Hydro Mississauga purchases power from another utility and converts it to usable voltage for residential and commercial customers in the city of Mississauga, Ontario, Canada. With 300 employees and 138,000 customers, Hydro Mississauga is the second largest power utility in Ontario, and the most profitable. A new wireless inventory and warehouse management system is helping to keep it that way.

Application: Inventory Management
Despite the best efforts of the experienced and knowledgeable personnel that Hydro Mississauga relied on to find materials in its warehouse, the utility's paper-based inventory and warehousing system hampered operations. Paper-based inventorying was slow and inaccurate, and it delayed reporting so that inventory records were never current or reliable. Inventory shortages, late paperwork, and delays for tools and replacement parts that line crews needed to make critical field repairs were all unavoidable problems. Typically, 40 to 50 service crews would wait as long as two hours for tools and parts before leaving the warehouse in the morning.

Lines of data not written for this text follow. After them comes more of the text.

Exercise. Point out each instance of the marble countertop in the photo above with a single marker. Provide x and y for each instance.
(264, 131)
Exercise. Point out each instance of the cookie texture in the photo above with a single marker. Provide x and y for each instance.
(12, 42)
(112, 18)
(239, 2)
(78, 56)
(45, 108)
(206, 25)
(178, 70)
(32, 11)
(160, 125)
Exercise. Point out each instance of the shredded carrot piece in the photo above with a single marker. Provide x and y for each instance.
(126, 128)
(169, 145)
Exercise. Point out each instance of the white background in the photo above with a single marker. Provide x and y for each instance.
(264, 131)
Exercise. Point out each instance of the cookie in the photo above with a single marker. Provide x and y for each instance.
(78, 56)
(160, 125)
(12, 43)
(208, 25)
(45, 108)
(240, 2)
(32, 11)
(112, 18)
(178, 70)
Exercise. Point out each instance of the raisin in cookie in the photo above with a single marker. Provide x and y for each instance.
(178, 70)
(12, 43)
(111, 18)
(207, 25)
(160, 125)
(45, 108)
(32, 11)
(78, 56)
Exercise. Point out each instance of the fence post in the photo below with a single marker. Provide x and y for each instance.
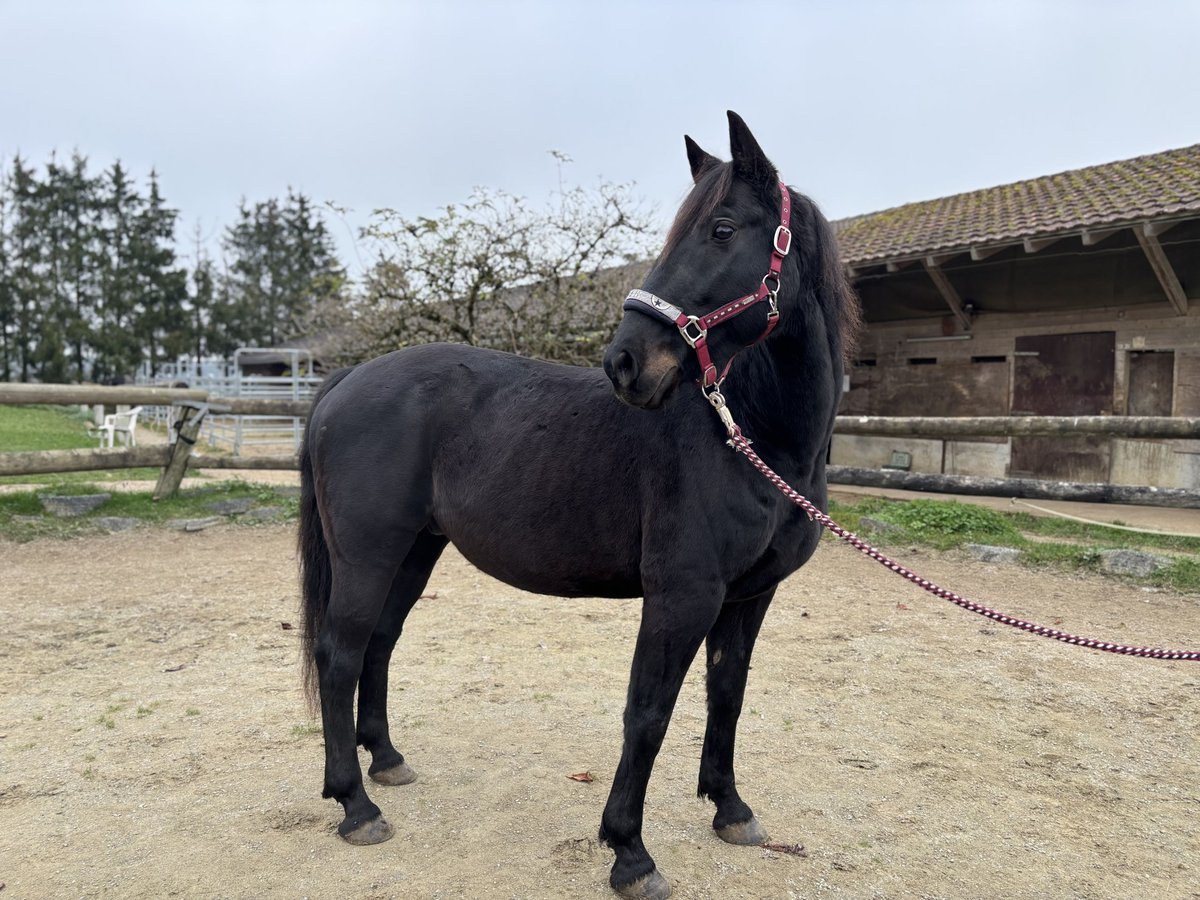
(187, 425)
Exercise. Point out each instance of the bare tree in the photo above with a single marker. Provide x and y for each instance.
(496, 273)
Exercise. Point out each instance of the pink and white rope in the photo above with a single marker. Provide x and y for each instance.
(741, 444)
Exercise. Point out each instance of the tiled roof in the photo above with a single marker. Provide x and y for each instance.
(1128, 191)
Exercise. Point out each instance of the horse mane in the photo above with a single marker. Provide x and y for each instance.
(814, 238)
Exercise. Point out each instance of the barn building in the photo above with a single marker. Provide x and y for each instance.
(1072, 294)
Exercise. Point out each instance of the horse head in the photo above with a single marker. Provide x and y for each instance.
(727, 259)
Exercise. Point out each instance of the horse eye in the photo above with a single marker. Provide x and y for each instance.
(724, 232)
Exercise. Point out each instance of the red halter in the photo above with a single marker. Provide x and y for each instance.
(695, 328)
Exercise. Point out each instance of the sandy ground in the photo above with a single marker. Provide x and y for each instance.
(154, 741)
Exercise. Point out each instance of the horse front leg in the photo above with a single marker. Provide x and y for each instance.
(730, 645)
(667, 640)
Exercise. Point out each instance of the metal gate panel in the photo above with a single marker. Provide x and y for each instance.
(1063, 375)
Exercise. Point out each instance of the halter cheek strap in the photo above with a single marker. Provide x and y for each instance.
(695, 328)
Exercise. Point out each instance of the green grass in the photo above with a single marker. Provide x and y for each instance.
(1043, 541)
(190, 503)
(42, 427)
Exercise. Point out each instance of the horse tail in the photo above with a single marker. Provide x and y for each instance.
(316, 571)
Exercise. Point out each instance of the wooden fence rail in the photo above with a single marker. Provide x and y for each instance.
(1116, 426)
(1146, 427)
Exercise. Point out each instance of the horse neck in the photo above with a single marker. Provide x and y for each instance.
(785, 395)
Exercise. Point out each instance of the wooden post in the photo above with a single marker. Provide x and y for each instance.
(187, 426)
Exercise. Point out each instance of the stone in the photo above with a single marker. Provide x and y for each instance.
(232, 507)
(1132, 562)
(193, 525)
(115, 523)
(72, 505)
(988, 553)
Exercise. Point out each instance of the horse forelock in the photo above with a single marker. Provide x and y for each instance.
(701, 202)
(814, 239)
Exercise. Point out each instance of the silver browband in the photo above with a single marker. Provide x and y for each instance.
(646, 301)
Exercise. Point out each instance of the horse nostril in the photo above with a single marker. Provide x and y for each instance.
(624, 370)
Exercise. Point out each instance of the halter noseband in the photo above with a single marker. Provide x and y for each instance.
(695, 328)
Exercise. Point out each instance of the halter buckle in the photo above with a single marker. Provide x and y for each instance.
(773, 305)
(783, 240)
(723, 412)
(701, 331)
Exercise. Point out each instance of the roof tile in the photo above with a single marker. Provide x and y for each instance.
(1127, 191)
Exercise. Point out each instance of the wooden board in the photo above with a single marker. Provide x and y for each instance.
(1063, 375)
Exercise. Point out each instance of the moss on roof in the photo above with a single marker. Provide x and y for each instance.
(1127, 191)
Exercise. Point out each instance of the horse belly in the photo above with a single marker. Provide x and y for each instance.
(546, 541)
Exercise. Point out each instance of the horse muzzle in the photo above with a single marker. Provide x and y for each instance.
(643, 381)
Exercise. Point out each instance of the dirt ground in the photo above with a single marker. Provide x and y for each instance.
(154, 741)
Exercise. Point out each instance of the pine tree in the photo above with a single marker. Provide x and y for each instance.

Wanting to account for critical tools and important inventory items like cable reels, transformers, and water heaters accurately, and at any time, Hydro Mississauga integrated a wireless warehouse management system with its host minicomputer. Now, warehouse operators use hand-held wireless terminals equipped with bar code scanners to track inventory in real time. Service crews use the bar code scanners to build their own orders at the end of their shift, so that warehouse operators can have their orders ready for pickup first thing next morning.

Benefits: Huge Savings from Leaner Inventory, Faster Inventory Turnover, and Real-Time Tracking
Since they no longer waste time waiting at the warehouse in the morning, Hydro Mississauga's 40 to 50 service crews arrive at each job site one to two hours earlier each day. Plus, Hydro Mississauga has reduced its inventory by $300,000 (from $5.7 million to $5.4 million), doubled inventory turnover, and saved money by eliminating manual data entry. Hydro Mississauga estimates that its wireless system will pay for itself in six months.